Têtu il l'était, meilleur ami qu'esclave, dès leur première rencontre il s'était montré effronté, reconnaissant mais insolent. Il sourit en y pensant, il lui avait sauvé la vie dans l'arène et étonnamment il avait atterri dans sa chambre. Pour l'aider bien sûr, lui l'impotent de guerre. Un douloureux rappel de son échec militaire qu'il lui avait fait un peu payer par la suite. Mais il lui semblait avoir été un maître bien plus doux qu'Esca. Il se promit de l'interroger à ce sujet. Cet esclave de six ans son cadet, l'avait suivi pendant sa convalescence tel son ombre, une ombre silencieuse mais forte. Ses yeux étaient souvent baissés comme ceux de tout bon esclave, mais quand il les relevait, ce qu'il y lisait l'interpellait. Il y sentait une force de caractère, de la détermination et du courage. Il n'était pas un esclave comme les autres, dans ses yeux il lisait son insoumission et sa fierté d'homme. Malgré cela ou pour cela, il l'avait immédiatement apprécié, et il avait cru sa promesse de loyauté au grand dam de son oncle. Parce qu'un être insoumis suit ses propres règles et il lui avait donné sa parole qu'il l'aiderait. Marcus avait l'habitude de se fier à son instinct et, avec Esca, il lui dictait la confiance. Et maintenant, assis sur ce sol froid et humide, il savait qu'une fois de plus il avait eu raison. Esca l'avait soutenu, il avait plus que sa part dans l'achèvement de la quête de sa vie.

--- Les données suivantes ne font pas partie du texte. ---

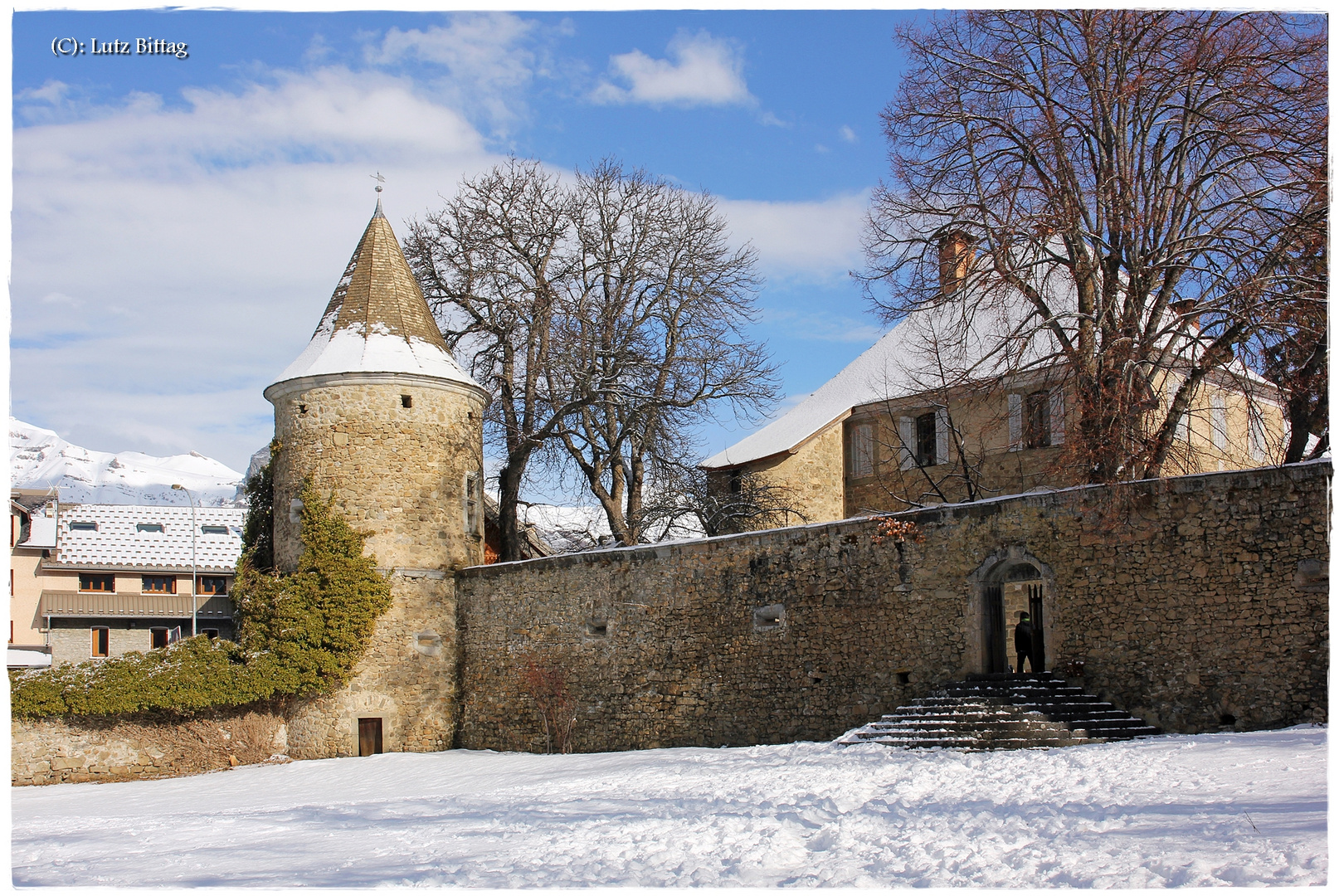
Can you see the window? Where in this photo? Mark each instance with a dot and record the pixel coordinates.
(927, 442)
(97, 582)
(213, 586)
(1037, 416)
(1255, 436)
(861, 450)
(158, 584)
(1219, 422)
(471, 503)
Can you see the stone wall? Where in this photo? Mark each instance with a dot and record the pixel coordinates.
(1196, 603)
(55, 752)
(397, 455)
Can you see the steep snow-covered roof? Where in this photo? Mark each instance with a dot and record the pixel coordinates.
(876, 374)
(128, 536)
(377, 320)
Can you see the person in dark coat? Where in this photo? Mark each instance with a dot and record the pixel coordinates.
(1023, 640)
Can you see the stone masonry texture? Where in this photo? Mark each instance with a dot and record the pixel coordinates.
(399, 475)
(1195, 603)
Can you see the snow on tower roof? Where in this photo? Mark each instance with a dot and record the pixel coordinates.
(377, 319)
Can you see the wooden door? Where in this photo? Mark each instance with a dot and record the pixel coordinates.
(368, 737)
(996, 658)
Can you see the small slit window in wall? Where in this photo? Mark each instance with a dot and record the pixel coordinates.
(213, 586)
(769, 618)
(97, 582)
(158, 584)
(100, 642)
(1037, 416)
(473, 484)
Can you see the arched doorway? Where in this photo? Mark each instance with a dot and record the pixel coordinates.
(1007, 584)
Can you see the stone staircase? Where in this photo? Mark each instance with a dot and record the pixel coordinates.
(1002, 712)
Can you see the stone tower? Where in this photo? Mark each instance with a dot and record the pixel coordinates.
(377, 411)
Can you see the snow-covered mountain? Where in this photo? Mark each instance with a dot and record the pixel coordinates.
(41, 460)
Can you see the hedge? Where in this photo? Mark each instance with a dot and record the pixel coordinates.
(298, 635)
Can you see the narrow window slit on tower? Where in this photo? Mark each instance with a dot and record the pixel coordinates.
(769, 618)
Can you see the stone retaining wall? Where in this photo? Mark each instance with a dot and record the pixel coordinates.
(1196, 603)
(56, 752)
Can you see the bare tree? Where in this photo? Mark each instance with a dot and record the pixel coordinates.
(656, 337)
(493, 265)
(1103, 192)
(606, 318)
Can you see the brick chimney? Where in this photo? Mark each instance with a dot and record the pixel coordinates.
(1186, 307)
(955, 260)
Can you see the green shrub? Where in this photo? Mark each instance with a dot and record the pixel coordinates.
(299, 634)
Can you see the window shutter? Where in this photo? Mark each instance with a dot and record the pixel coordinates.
(1015, 422)
(942, 445)
(907, 436)
(863, 450)
(1058, 416)
(1256, 437)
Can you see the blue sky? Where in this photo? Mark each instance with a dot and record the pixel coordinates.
(178, 224)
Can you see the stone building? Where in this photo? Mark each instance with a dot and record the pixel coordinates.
(377, 413)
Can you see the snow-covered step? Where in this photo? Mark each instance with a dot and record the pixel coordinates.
(1002, 713)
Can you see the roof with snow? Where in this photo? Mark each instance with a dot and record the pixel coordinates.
(148, 538)
(877, 374)
(377, 319)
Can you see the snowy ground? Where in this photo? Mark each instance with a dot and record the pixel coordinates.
(1162, 812)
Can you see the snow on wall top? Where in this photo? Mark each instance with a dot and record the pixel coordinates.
(377, 319)
(41, 460)
(121, 538)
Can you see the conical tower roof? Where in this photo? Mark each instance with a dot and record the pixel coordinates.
(377, 320)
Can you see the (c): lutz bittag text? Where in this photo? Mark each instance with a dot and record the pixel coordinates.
(139, 47)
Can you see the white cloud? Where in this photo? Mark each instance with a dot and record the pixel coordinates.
(168, 263)
(815, 240)
(489, 61)
(704, 71)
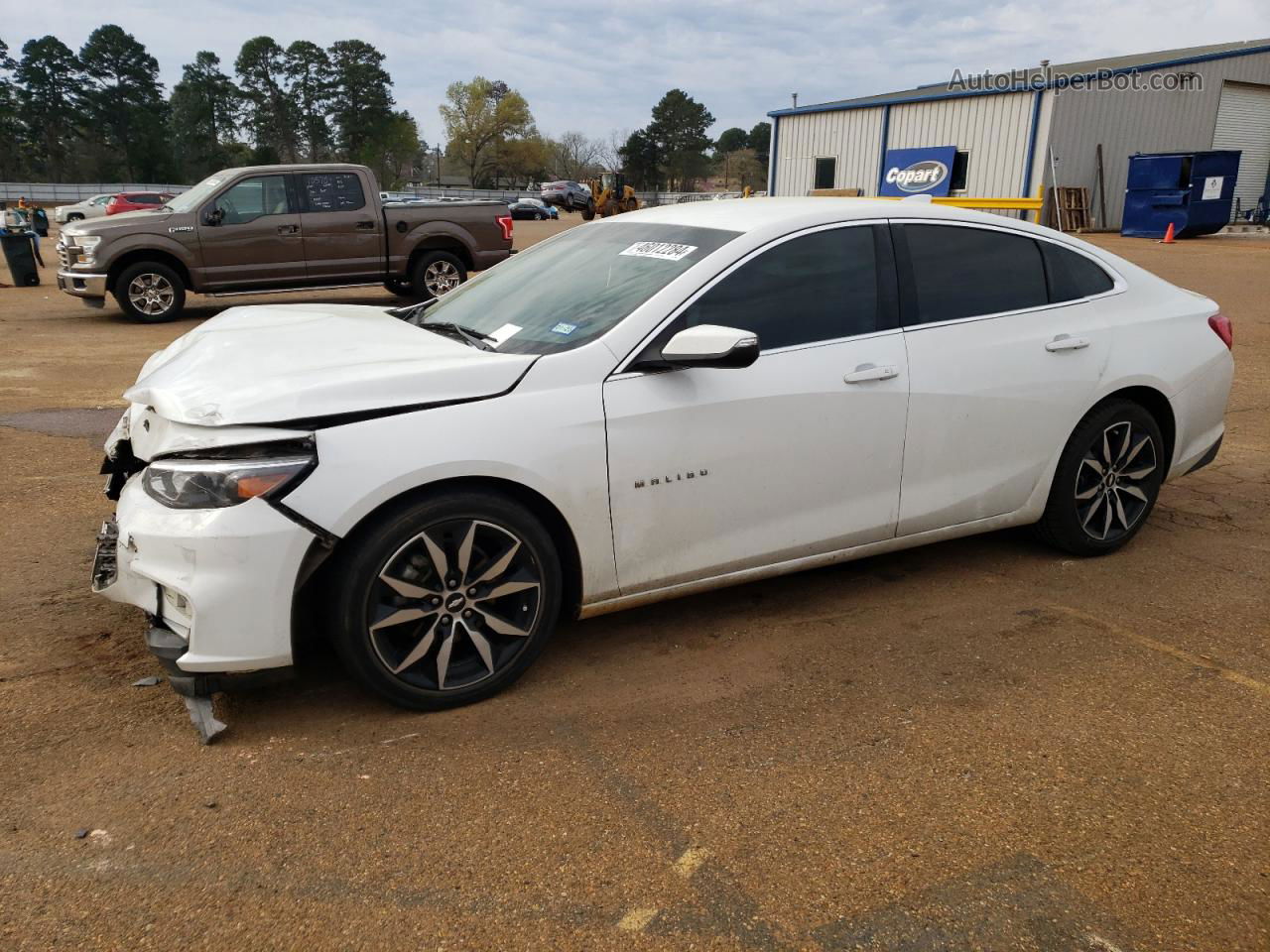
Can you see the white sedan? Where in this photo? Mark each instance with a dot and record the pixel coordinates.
(647, 407)
(91, 207)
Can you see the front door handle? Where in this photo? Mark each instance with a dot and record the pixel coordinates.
(1066, 341)
(871, 371)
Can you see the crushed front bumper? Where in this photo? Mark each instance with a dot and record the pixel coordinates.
(220, 580)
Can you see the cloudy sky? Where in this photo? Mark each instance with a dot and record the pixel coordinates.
(598, 67)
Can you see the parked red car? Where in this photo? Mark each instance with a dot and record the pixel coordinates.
(136, 200)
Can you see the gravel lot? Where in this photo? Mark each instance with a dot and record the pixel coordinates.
(979, 744)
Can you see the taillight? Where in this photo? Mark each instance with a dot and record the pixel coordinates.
(1220, 325)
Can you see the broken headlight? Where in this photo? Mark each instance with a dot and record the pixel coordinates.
(214, 484)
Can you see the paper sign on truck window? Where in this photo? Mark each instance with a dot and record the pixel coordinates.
(662, 250)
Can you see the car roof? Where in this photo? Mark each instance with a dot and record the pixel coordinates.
(790, 213)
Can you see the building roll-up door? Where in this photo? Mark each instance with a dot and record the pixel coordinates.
(1243, 123)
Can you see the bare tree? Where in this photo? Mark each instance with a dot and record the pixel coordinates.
(572, 155)
(610, 150)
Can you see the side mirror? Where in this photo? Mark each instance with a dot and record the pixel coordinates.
(711, 345)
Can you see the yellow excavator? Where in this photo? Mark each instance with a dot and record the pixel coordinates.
(610, 194)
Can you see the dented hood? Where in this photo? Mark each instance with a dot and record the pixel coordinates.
(298, 362)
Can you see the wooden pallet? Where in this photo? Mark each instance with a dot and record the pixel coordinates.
(1070, 208)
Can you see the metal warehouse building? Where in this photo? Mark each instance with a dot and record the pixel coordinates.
(1011, 132)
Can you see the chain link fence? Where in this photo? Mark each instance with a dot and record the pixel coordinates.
(50, 193)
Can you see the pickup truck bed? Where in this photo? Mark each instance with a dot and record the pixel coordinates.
(278, 227)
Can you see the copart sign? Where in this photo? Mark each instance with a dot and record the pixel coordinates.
(919, 172)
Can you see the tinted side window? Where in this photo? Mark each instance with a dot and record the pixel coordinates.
(968, 272)
(1072, 276)
(253, 198)
(333, 191)
(817, 287)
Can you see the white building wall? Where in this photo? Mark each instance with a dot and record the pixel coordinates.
(853, 136)
(1127, 122)
(992, 128)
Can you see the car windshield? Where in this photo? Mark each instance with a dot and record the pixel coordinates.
(574, 287)
(199, 193)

Il ne serait jamais plus le même, il avait trouvé l'aigle mais, plus important il avait retrouvé l'honneur de sa famille. Si loin de chez lui mais si proche des siens … Son père était mort au combat, en défendant Rome, et tous allaient très vite l'apprendre. Il ressentait un immense soulagement comme si l'on desserrait un étau autour de son cœur. Plus jamais de honte, plus jamais de questions, plus jamais de doutes. Car il avait douté de son père alors qu'il n'avait fait que suivre des ordres qui l'avaient conduit dans un véritable traquenard, sa défaite était celle de Rome, pas la sienne. Rome la conquérante, la destructrice aussi. Elle l'avait privé d'un père aimant tout comme Esca et pourquoi ? Pour quelques landes perdues de plus. La vanité des hommes n'a-t-elle donc aucune limite ? Il comprenait maintenant, Esca et Lucius avaient raison. Il n'y avait rien à conquérir ici, juste beaucoup à perdre.
Il se sentait différent, et le regard qu'il posait sur le monde en général aussi. Il se sentait étrangement bien, apaisé, même sa douleur à la jambe semblait moindre en cet instant. Il avait accompli son devoir, il courait après cela depuis l'annonce de la perte de l'aigle. A trente-et-un ans il avait toute la vie devant lui, tout comme son jeune ami d'ailleurs. Il ne semblait pas partager son bonheur soudain, il s'affairait autour du bûcher, la mâchoire serrée. C'était sa victoire à lui bien sûr, sa quête, mais il avait retrouvé ses landes, son peuple et, plus important que tout, sa liberté. Pourtant, son visage était toujours aussi tendu. Il l'avait toujours vu ainsi, serrant les dents devant l'adversité. Il se promit de l'aider d'une manière ou d'une autre à retrouver le mince sourire qu'il avait vu se dessiner sur son visage quand il l'avait rejoint avec les anciens soldats de son père.
Quand tous les morts furent sortis de la rivière et le bûcher construit, Marcus les rejoignit. Esca écouta son discours ; il ne laissa rien paraître, mais il fut touché. Le romain avait compris sa propre histoire familiale, tout aussi douloureuse que la sienne. Il posa la dague de son père sur le corps pour lui prouver que lui aussi avait accepté sa quête. Et puis … il était peut être temps pour lui aussi d'accepter son passé qui pesait lourdement sur ses épaules.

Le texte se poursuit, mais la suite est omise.